Research Tools

These are some of the tools that we use to help us in our research:

Electroencephalography (EEG)
EEG Electroencephalography (EEG) is a tool that allows us to non-invasively record electrical brain activity from the surface of the scalp.
This is achieved by fitting participants with an elastic cap containing a number of electrodes that sit on the scalp. The electrical activity recorded using EEG reflects the summed activity of thousands or millions of neurons that are active in synchrony.When participating in an EEG study, you will get the chance to see your brain waves in action.
Event Related Potentials (ERP)
ERP We can also use EEG to examine the electrical brain activity associated with specific cognitive processes. This is achieved by recording EEG while participants perform a task that engages cognitive processes of interest. While participants perform a task, the EEG that we record will reflect a combination of brain activity associated with cognitive processes involved in performing the task, as well as ongoing brain activity that is unrelated to the task. By averaging EEG across many trials of the task, activity unrelated to the task should disappear in the averaging process, leaving only electrical activity associated with cognitive processes. What we are left with are known as event-related potentials (ERPs).
Psychophysiology
Psychophysiology When we experience an emotion it is not only expressed in our mind but also in our body. Think of the butterflies in your stomach before you give a speech or the smile you can’t wipe from your face before reuniting with an absent loved one. These expressions in our body can be measured and the process of measuring them is called psychophysiology. There are many ways to make these measurements. Here in the Cognitive and Affective Neuroscience Lab the approach generally taken is to place sensors on the surface of the skin, above specific muscles, then record how these muscles respond as you participate in a variety of tasks.
Eyetracking
Eyetracking The eyes are the window to the soul. When we look at the world, our eyes don’t move smoothly across the scene. Instead they jump from spot to spot, lingering in the places that are most interesting, or most important, or most relevant to our current goal.  In the lab, we use eyetracking to help us identify those features or objects that are most relevant to people, and to determine the role of emotion in guiding our looking behaviour.

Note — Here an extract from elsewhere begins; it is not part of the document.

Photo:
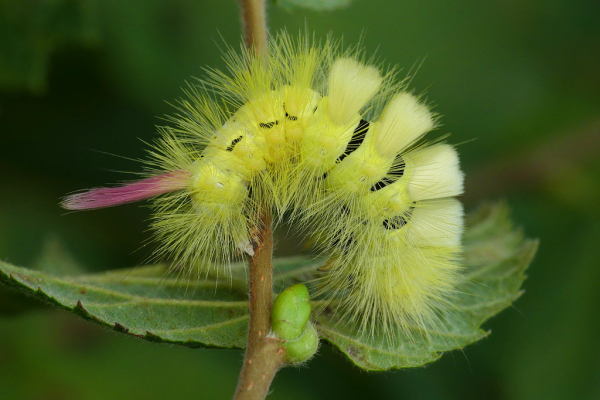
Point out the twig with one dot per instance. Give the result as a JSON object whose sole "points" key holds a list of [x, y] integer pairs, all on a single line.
{"points": [[264, 355], [254, 22]]}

 Transcranial Direct Current Stimulation (tDCS)
tDCS tDCS is a safe non-invasive technique which can be used to temporarily influence brain activity. Two electrodes are placed on the scalp (see figure), and a weak electrical current flows between these electrodes. tDCS does not directly produce or stop neural activity, but rather acts as a modulator of neural activity. It does this by increasing or decreasing cortical excitability.
 Transcranial Magnetic Stimulation (TMS)
Like tDCS, TMS is a safe non-invasive technique that temporarily influences brain activity. A magnetic coil is placed on the head, which sends out electromagnetic pulses. These pulses stimulate the brain, causing neural depolarisation or hyperpolarisation and temporarily disrupting cortical activity. Alongside neuroimaging and neurotracking techniques, TMS enables us to target specific areas in the brain to examine their role in human functioning. To participate in a TMS study, you will first get an MRI brain scan (and will receive a picture of your brain on completion of the study).